On August 16, 2011, PDVSA filed a motion to dismiss the complaint on the basis of lack of subject matter jurisdiction pursuant to Federal Rule of Civil Procedure 12(b)(1) and other grounds. By Order dated November 15, the plaintiff was given an opportunity to amend the complaint. An amended complaint was subsequently filed on December 2.
The defendant filed a motion to dismiss the amended complaint on December 23. In its motion, the defendant argued that (1) the amended complaint did not adequately allege that PDVSA engaged in non-immune conduct because, in particular, it did not adequately allege an agency relationship between PDVSA and Arevenca; and (2) the "Commercial Activities" exception of the FSIA does not apply. An Opinion dated June 21, 2012, denied PDVSA's motion to dismiss, holding that Skanga adequately alleged an agency relationship between PDVSA and Arevenca and that PDVSA's actions caused a "direct effect" in the United States. The Opinion also concluded that dismissal was not warranted on forum non conveniens grounds. Skanga Energy & Marine Ltd. v. Arevenca S.A. et al. , 875 F.Supp.2d 264 (S.D.N.Y. 2012).

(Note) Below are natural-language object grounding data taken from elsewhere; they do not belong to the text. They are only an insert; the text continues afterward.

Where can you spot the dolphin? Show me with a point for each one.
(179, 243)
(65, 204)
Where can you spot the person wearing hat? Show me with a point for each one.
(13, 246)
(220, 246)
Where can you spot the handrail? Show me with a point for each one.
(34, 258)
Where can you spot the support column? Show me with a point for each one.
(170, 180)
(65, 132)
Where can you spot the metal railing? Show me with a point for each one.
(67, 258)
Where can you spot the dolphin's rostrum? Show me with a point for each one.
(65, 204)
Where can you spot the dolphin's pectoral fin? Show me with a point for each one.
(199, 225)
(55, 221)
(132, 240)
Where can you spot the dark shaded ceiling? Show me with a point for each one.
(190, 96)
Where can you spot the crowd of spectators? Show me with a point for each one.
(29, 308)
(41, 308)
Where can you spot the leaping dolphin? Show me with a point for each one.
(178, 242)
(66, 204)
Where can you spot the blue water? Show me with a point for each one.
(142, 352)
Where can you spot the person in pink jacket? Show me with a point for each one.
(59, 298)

On July 16, 2012, PDVSA filed an interlocutory appeal of the June 21 Opinion. On July 27, PDVSA moved to stay the proceedings in this Court pending resolution of its appeal. By Order dated September 4, this Court entered the requested stay. On April 10, 2013, the Court of Appeals for the Second Circuit issued a Summary Order affirming this Court's June 21 Opinion.
On May 16, a conference was held to schedule the further conduct of pretrial proceedings in this case. At the conference, counsel for PDVSA expressed a desire to limit discovery to issues pertaining to the Court's subject matter jurisdiction over the present action. Counsel was advised that he could send a letter to the Court setting forth the authority for counsel's proposition that merits discovery must be stayed when a defendant seeks to file a renewed motion to dismiss for lack of subject matter jurisdiction on the ground that the defendant is immune from suit under the FSIA. PDVSA's May 21 letter followed.

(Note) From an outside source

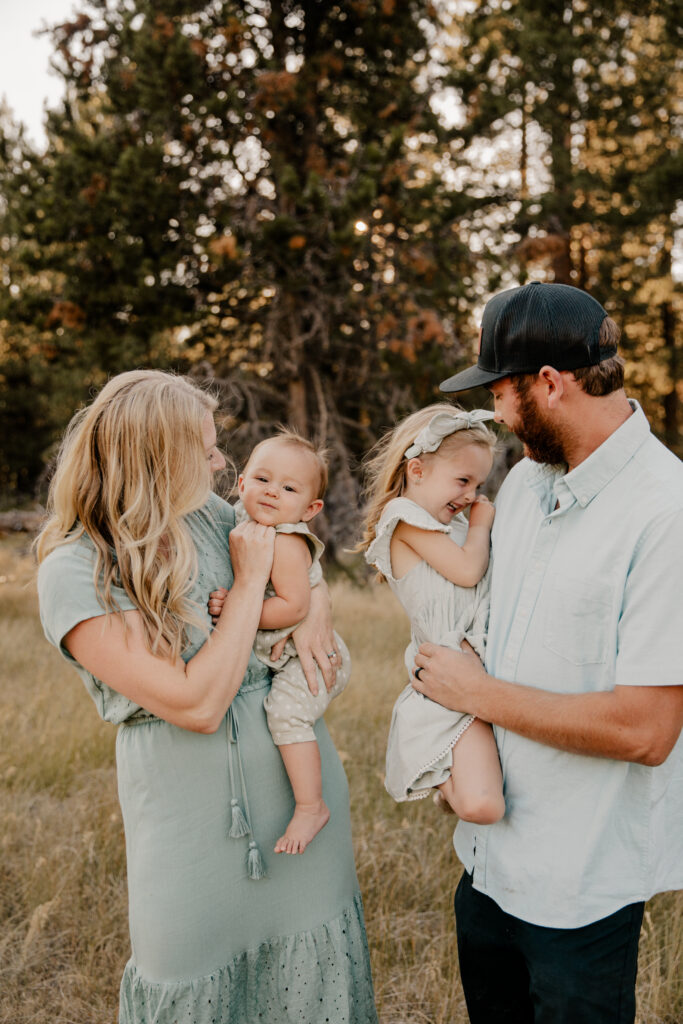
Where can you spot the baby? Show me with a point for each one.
(282, 485)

In its May 21 letter, PDVSA cites cases that make one or more of the following uncontroversial points. In particular, the cases defendant cites stand for the propositions that (1) a challenge to a court's subject matter jurisdiction may be raised at any time; (2) a defendant may challenge either the legal or factual sufficiency of the plaintiff's assertion of subject matter jurisdiction, or both; and (3) principles of comity underlying the FSIA require a court to be circumspect in ordering discovery before the plaintiff has shown a reasonable basis for assuming jurisdiction. None of the cases cited by PDVSA hold that, following a complete round of litigation on a motion to dismiss for lack of subject matter jurisdiction, and upon a defendant's filing of a renewed motion to dismiss for lack of subject matter jurisdiction, merits discovery must be stayed pending the resolution of the renewed motion to dismiss. Accordingly, it is hereby
ORDERED that PDVSA's request to limit discovery to the issue of whether there is an agency relationship between PDVSA and Arevenca is denied.

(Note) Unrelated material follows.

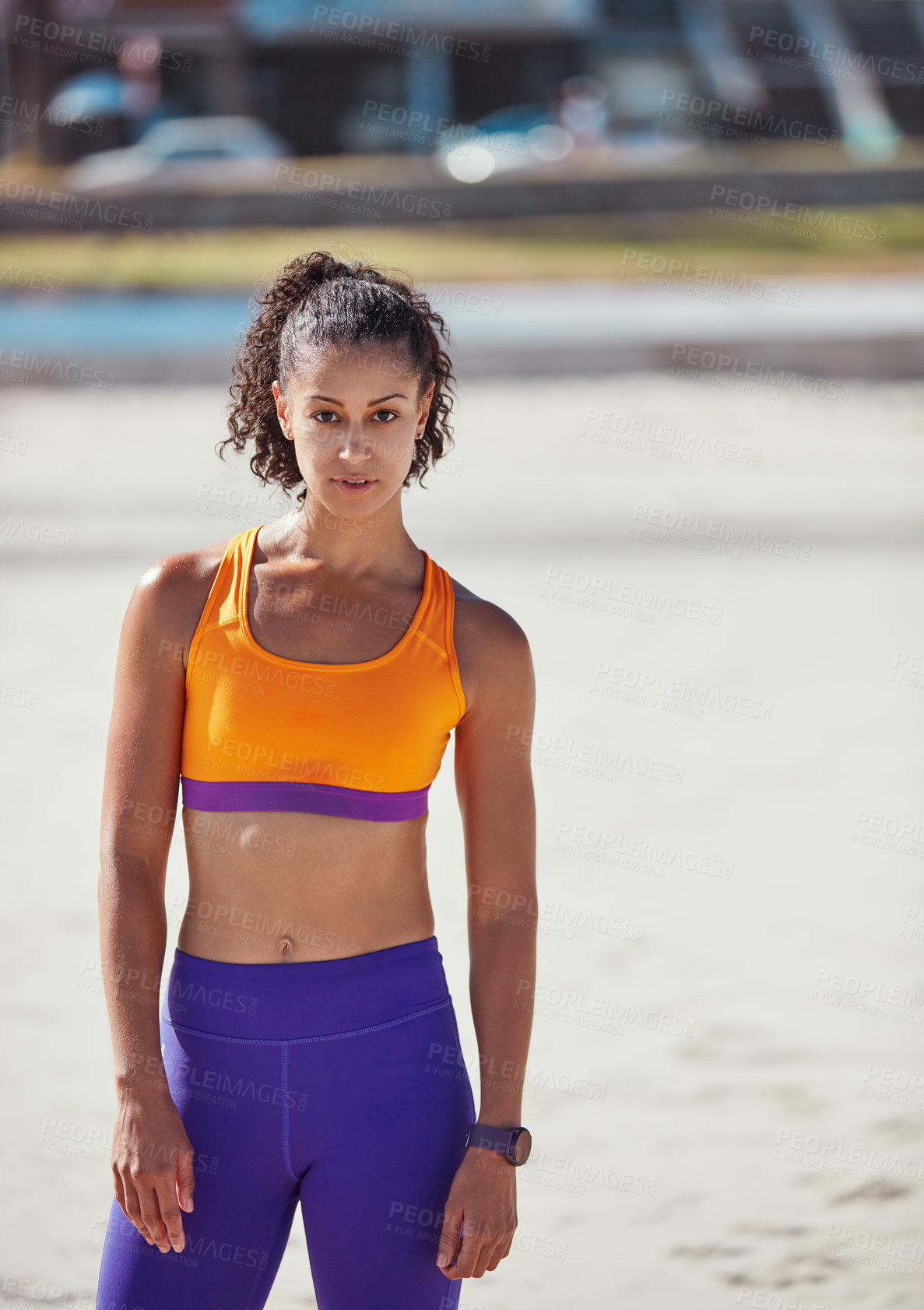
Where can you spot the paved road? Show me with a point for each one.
(722, 593)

IT IS FURTHER ORDERED that the schedule set forth in the May 16 Order remains in effect, including the plaintiff's obligation to file any second amended complaint no later than May 31, 2013. The parties are encouraged to expedite their discovery into facts underlying the Court's subject matter jurisdiction over the present action.
IT IS FURTHER ORDERED that the defendant may bring a renewed motion to dismiss for lack of subject matter jurisdiction at any time that it can represent that discovery on that issue has been completed.